LSU students return to school amid fears about serial killer

? Someone has posted a stark reminder for the thousands of Louisiana State University students returning next week for the fall semester: “Killer on the loose!!! Please be careful. Love, Mom.”

It’s not clear who put up the signs along a tree-lined path near a popular campus lake. But with no arrest in the serial slayings of three women and growing fear in Louisiana’s capital, many parents are repeating the same message.

A jogger runs by a sign stapled to a telephone pole that reads: Killer

Joan Wallace reminded her 21-year-old daughter, Dana, of a few rules: Don’t go to the gas station late at night. Be more aware of strange cars. Keep your pepper spray in your hand, not just on your key chain.

“I’m probably more conscious of (safety) now. I mean you’re always nervous anyhow sending them off to school,” Joan Wallace said from her home in Mandeville, across Lake Pontchartrain from New Orleans. “They just have to be careful. We are making her call if she’s going to be coming home late from work.”

Since the slayings began last September, merchants report higher sales of guns and pepper spray to women. And women say they refuse to walk alone in the city of 230,000. A task force has been set up to find the serial killer and determine whether any of the city’s 37 unsolved murders of women over the past decade are linked.

More than 30,000 students are expected to begin returning to LSU next week. Campus orientation begins Monday, dorms open Thursday and classes begin Aug. 26.

“For my night classes, I don’t want to drive there alone,” said Hillary Golden, a 22-year-old senior. “I’m making deals with my guy friends, that one of them will drop me off to my night classes and one will pick me up.”

Golden also bought pepper spray, signed up for a self-defense class and refuses to answer the door if she doesn’t know who’s on the other side. Friends must call before they visit.
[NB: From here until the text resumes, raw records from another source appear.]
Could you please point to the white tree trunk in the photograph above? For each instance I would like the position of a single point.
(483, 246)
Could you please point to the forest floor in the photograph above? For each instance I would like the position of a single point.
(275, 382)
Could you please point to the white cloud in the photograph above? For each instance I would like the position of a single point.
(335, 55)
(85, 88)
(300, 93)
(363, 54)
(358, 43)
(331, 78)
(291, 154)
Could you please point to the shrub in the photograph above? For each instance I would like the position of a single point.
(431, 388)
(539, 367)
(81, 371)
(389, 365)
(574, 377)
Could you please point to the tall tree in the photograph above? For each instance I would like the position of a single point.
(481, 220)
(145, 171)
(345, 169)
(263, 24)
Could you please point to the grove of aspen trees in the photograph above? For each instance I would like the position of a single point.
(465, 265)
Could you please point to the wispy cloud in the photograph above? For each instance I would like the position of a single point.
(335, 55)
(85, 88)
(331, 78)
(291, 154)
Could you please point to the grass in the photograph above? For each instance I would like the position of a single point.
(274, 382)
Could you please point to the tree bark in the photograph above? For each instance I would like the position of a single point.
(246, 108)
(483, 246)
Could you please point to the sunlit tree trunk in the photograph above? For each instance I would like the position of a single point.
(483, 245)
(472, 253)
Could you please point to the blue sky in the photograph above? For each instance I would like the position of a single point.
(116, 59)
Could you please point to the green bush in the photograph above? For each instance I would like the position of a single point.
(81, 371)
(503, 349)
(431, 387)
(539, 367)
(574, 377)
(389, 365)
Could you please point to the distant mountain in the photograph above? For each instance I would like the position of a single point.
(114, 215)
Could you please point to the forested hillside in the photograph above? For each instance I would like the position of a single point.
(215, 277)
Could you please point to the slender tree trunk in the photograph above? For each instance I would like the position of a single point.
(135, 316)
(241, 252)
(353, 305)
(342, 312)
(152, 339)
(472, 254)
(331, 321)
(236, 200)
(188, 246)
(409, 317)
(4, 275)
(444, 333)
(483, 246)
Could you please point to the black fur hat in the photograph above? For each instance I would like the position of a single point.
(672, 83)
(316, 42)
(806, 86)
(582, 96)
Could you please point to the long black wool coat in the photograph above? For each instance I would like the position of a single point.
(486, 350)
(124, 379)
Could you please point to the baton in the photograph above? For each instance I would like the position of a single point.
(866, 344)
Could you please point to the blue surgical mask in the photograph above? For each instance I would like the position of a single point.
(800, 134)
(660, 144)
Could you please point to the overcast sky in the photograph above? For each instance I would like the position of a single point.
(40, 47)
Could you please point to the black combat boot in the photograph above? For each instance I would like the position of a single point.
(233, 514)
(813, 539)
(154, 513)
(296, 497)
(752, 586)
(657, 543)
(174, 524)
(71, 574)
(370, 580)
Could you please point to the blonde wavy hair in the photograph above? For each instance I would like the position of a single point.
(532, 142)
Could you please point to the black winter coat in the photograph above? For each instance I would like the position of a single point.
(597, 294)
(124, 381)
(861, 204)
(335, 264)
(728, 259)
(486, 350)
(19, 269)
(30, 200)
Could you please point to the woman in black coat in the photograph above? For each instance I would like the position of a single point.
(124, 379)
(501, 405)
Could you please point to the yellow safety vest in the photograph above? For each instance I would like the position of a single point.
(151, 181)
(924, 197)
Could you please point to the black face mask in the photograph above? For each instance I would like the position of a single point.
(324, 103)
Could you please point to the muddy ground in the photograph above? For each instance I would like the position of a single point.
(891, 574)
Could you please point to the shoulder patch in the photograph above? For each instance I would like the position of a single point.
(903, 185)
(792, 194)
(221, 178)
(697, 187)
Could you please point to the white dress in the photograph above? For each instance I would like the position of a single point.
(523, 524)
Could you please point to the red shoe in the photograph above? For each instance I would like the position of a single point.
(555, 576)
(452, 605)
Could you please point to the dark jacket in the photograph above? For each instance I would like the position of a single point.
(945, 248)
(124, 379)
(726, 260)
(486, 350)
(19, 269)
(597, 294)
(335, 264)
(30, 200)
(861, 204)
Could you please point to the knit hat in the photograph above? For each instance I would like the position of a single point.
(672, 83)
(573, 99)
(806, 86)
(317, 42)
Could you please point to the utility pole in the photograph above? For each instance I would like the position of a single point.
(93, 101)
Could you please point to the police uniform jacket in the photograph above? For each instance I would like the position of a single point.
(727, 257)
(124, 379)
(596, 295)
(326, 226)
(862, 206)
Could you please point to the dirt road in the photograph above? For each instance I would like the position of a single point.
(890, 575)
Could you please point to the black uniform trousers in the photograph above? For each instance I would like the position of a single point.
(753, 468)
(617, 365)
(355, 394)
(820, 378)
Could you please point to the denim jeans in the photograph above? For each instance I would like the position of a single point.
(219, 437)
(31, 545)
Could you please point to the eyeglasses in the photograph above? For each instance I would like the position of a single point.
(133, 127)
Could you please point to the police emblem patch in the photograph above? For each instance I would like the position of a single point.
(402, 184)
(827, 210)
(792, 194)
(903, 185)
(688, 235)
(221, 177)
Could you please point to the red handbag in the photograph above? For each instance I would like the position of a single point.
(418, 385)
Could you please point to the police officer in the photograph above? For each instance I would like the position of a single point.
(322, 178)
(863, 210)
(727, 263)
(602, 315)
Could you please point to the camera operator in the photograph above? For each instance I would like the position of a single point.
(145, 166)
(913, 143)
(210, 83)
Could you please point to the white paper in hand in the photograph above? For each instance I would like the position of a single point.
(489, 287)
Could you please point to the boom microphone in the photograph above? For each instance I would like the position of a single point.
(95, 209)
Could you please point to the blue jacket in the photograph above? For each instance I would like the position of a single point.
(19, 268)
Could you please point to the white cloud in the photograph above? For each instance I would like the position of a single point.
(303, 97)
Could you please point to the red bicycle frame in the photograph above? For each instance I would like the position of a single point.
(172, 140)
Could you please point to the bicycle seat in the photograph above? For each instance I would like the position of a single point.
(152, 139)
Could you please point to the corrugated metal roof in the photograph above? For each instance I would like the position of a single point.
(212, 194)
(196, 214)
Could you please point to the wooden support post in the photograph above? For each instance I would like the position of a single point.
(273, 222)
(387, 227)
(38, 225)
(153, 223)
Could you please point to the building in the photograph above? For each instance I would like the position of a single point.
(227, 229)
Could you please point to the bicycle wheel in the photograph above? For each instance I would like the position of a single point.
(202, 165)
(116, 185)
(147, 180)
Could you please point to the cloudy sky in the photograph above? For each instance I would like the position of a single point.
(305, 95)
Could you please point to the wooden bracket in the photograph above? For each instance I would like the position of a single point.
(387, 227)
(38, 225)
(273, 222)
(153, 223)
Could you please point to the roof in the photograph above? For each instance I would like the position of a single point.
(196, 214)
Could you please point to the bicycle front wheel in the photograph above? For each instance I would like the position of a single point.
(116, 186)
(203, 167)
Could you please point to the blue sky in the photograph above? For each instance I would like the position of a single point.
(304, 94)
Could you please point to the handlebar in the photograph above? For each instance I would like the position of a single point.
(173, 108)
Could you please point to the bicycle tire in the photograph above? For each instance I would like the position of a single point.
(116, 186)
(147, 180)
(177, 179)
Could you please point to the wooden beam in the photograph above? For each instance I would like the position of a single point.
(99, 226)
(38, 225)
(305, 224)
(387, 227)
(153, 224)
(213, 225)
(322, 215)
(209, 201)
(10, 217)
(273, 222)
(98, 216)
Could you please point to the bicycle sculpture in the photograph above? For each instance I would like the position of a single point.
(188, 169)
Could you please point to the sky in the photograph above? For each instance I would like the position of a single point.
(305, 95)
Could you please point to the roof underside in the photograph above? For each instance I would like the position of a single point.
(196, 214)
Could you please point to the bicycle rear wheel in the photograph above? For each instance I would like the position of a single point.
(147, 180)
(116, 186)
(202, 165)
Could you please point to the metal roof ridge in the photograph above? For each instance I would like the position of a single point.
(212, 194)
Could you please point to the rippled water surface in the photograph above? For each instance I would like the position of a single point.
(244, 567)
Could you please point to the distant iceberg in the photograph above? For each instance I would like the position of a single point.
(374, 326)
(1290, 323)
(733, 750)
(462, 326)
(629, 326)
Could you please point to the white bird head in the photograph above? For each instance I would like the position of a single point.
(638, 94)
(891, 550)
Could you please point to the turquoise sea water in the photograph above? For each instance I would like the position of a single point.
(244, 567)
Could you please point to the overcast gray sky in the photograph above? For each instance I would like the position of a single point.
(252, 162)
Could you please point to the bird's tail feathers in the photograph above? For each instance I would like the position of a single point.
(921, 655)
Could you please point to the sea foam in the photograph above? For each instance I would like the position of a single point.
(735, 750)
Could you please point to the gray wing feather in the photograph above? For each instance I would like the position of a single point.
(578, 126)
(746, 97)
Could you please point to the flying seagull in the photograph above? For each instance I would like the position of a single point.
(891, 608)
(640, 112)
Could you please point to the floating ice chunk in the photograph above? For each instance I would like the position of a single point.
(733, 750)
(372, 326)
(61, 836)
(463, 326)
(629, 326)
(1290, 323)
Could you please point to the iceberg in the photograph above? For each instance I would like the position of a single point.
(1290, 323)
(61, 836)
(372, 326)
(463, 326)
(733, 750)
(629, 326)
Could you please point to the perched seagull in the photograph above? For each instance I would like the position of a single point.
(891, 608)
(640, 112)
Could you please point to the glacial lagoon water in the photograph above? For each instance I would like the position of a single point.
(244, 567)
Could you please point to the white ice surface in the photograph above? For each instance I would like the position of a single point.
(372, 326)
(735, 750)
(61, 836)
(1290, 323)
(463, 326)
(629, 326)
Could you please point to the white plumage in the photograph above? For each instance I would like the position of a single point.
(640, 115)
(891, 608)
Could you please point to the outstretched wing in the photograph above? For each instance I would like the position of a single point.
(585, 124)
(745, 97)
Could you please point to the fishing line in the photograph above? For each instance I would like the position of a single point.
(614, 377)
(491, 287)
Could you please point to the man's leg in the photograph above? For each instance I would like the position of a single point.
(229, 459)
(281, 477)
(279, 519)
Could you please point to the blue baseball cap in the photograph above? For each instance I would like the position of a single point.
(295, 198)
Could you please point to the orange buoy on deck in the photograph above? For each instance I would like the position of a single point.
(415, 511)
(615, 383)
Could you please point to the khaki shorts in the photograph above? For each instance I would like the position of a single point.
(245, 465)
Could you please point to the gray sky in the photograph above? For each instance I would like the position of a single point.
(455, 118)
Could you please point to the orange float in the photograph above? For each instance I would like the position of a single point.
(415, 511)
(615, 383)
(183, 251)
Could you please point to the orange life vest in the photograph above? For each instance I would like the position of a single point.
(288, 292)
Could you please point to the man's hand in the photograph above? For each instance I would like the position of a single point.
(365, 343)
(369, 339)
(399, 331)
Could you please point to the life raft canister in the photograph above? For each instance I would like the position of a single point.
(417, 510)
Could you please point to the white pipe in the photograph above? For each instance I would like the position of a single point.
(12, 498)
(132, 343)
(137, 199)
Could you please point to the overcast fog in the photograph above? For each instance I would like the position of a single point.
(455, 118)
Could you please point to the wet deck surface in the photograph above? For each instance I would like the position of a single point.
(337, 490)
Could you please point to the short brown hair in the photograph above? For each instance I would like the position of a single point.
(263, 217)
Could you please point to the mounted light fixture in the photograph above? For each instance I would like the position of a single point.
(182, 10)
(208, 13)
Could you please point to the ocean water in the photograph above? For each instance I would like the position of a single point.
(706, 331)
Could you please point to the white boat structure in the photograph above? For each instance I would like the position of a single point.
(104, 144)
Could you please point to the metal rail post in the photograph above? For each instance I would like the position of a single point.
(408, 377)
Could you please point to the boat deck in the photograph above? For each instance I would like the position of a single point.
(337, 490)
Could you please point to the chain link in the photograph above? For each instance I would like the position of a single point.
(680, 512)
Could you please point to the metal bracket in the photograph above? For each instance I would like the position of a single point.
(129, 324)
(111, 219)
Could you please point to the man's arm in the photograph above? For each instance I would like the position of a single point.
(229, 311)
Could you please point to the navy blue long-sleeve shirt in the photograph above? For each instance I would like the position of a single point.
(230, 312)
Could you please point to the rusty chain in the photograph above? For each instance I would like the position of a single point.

“I made sure my roommate and I were both home for when the cable guy came over,” she said.

Several botched kidnapping attempts in Baton Rouge and two neighboring parishes have added to the fear. Police said they were checking to see whether the crimes were connected to each other or the murders.

The murder victims Pam Kinamore, Gina Wilson Green and Charlotte Murray Pace shared few similarities. Police said the only real links were the lack of any sign of forced entry in the women’s homes and DNA evidence showing the same man stabbed Pace, strangled Green and slit Kinamore’s throat.

Pace, 22, and Green, 41, lived near the university and Pace had just graduated from LSU. The bodies of Pace, who died in May, and Green, killed last September, were found in their homes.

Kinamore, 44, lived farther away and was the most recent victim. She was abducted July 12, and her body was found days later, dumped 30 miles outside Baton Rouge.

The murders were linked to the same killer by DNA evidence last month. When that happened, Golden drove to her parents’ house in New Orleans each night after work.

She stays at her own place now, but she’s nervous.

“Even when I sit outside on my porch to smoke a cigarette, I think, ‘What if someone’s watching me go back into my apartment?”‘ she said.

The university is increasing police patrols, adding safety seminars, improving campus lighting and starting a safety information Web page. Dormitories also will start using a 24-hour swipe card system developed before the serial killings occurred, and LSU police have added frequent bike patrols around the lake.